Not all laboratories take the time to thoroughly and empirically evaluate each matrix-type during their method validation or subsequent matrix-extension studies.
Matrix complexity and interferences are critical features that should be thoroughly evaluated and empirically defended in all sample preparation methods.
Finally, the laboratory also must ensure a solid customer base.
Too often, customers who receive unexpected or undesirable test will take their business to competitor laboratories that may perform substandard work to provide acceptable test results.
Perhaps the most egregious deficit of every cannabis-testing laboratory is bulk-sampling practices.
The economy of the cannabis material is so high that regulators prohibit large samples from the lot or batch, often forcing laboratories to make inferences on lots of 50 or more pounds using only 20 to 30 grams of a highly complex material.
That can easily cause discrepancy between two test values of the same material.
Cannabis-testing laboratories are not always the root cause for discrepant product label claims.

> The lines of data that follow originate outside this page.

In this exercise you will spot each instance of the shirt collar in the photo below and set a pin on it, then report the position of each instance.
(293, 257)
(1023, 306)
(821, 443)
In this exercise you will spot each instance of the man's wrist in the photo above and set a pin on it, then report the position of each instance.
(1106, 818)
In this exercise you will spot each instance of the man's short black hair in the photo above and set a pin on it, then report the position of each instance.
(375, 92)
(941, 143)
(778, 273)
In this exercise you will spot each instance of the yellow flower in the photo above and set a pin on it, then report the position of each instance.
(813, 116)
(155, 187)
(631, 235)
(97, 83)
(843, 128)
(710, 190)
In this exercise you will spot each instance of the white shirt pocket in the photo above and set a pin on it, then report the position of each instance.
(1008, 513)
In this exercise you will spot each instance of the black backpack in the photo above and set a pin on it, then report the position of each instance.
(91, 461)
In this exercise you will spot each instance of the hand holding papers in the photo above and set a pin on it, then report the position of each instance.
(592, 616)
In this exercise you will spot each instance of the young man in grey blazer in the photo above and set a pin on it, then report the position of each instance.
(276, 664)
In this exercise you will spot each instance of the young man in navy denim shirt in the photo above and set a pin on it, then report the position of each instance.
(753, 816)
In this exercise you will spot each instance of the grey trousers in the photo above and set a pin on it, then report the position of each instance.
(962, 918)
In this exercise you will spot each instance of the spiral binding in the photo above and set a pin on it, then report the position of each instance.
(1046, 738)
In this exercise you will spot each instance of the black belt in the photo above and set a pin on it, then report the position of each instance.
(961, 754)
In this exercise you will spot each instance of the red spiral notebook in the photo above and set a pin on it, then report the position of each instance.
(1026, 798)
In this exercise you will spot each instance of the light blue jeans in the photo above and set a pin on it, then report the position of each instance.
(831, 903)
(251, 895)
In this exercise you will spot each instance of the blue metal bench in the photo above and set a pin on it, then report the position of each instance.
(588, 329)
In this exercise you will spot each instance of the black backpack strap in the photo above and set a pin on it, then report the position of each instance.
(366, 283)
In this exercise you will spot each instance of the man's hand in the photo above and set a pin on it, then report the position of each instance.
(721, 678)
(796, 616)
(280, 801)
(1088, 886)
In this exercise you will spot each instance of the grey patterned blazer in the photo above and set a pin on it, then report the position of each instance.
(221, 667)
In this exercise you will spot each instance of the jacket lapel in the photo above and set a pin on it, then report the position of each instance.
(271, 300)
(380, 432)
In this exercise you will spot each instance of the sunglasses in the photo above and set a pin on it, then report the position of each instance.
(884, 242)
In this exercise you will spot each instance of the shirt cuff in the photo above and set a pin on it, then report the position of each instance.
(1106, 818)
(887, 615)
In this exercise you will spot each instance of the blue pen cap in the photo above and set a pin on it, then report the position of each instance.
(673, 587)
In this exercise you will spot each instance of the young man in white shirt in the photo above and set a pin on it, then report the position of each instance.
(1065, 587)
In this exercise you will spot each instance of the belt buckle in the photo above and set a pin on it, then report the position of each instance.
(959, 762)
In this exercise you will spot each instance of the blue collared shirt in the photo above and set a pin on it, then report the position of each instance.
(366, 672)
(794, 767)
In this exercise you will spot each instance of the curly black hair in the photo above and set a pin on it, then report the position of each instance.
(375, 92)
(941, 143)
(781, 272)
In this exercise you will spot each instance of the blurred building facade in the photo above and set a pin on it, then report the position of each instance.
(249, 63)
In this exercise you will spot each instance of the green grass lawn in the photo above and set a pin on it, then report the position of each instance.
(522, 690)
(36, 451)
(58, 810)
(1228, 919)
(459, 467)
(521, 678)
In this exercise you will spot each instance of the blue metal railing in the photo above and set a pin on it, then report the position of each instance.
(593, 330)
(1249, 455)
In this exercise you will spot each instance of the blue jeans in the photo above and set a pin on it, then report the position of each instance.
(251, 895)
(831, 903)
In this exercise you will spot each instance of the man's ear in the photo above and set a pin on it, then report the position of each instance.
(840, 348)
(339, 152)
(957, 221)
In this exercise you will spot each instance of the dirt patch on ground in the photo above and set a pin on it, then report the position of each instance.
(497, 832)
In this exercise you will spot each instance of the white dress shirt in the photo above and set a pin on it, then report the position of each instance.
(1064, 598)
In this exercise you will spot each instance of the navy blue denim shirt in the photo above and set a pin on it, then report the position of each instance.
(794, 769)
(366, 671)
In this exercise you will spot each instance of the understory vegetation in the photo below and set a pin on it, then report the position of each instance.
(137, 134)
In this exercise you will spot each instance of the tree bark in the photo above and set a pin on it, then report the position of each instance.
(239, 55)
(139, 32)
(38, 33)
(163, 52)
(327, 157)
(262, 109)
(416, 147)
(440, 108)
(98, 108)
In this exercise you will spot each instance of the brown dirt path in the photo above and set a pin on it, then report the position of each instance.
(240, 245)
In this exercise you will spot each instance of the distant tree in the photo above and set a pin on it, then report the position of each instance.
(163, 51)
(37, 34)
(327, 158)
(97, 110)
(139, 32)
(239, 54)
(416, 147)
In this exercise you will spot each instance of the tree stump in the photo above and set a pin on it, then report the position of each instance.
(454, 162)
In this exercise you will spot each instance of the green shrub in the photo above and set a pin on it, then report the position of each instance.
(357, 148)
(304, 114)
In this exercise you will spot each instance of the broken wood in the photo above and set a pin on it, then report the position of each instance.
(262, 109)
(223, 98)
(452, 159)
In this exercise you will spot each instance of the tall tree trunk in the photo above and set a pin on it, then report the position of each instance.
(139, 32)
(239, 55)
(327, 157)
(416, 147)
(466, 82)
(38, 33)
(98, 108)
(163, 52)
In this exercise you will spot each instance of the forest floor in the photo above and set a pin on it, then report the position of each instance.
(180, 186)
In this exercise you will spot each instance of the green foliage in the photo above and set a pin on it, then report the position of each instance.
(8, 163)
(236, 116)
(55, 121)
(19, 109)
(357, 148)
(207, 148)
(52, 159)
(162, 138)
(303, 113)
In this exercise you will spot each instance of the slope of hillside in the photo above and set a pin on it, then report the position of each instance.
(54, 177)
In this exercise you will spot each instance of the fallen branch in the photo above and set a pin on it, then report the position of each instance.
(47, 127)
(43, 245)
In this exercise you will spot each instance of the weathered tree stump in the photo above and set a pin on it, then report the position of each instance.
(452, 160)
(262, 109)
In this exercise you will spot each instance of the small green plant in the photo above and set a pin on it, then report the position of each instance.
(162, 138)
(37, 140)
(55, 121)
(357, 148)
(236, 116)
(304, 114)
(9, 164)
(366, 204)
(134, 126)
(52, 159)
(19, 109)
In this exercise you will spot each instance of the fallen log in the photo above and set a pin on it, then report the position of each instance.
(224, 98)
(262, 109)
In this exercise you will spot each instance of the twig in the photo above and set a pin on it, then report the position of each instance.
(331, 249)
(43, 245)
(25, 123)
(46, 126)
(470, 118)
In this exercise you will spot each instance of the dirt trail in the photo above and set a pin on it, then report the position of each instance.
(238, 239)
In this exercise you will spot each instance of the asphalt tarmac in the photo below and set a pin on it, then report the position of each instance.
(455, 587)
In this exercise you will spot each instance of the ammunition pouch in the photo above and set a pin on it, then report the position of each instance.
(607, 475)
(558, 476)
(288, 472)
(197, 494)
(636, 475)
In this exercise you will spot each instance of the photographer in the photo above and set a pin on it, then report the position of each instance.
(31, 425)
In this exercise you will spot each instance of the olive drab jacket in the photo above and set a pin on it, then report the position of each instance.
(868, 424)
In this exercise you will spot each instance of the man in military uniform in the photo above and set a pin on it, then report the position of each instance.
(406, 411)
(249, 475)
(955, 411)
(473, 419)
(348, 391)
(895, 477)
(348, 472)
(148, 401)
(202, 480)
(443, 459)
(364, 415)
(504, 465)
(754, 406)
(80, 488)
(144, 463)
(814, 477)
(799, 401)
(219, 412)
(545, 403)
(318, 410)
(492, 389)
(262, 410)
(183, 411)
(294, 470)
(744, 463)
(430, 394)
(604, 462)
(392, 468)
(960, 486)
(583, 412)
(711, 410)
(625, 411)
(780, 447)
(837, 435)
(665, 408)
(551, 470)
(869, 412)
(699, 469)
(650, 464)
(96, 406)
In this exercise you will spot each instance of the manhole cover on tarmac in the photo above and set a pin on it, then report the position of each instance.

All too often laboratories must develop their test methods to meet analytical specifications imposed by regulatory bodies that don’t understand analytical chemistry or laboratory practices.
When this occurs, any new or existing laboratory is disadvantaged before it develops its first method.
Well-intentioned or not, cannabis regulatory bodies are often integral to laboratory failures by establishing specifications that are unrealistic and susceptible to diverse interpretations.
Inaccurate product labels are a problem for each and every consumer.
Until well-established, multi-laboratory-validated methods become standard practice, we must cautiously evaluate before judging article headlines that a label claim was not substantiated by laboratory testing.
As of this writing, there is no way to definitively know which testing method is superior or most appropriate. Only equivalent methods and instruments can provide a more accurate comparison of test results.
The lack of federal (versus state-by-state) regulation makes discrepant content and label claims worse.
Unless federal regulation also includes a suite of federal standard laboratory test methods and reasonable bulk- sample size, the industry is likely to continue along its current path of product uncertainty and questionable product label claims, thereby continuing to compromise consumer safety.
Finally, and most important, regulatory and scientific communities must work together to develop and implement mechanisms to discern the bad players from disadvantaged and well-intentioned businesses in the cannabis industry.
Punishment should be delivered to the former, and resources should be provided to the latter. This will drive social equity, scientific integrity and consumer confidence.
Susan Audino, who holds a doctorate in chemistry, is a chemistry consultant and instructor for the American Association for Laboratory Accreditation. She is based in Ohio.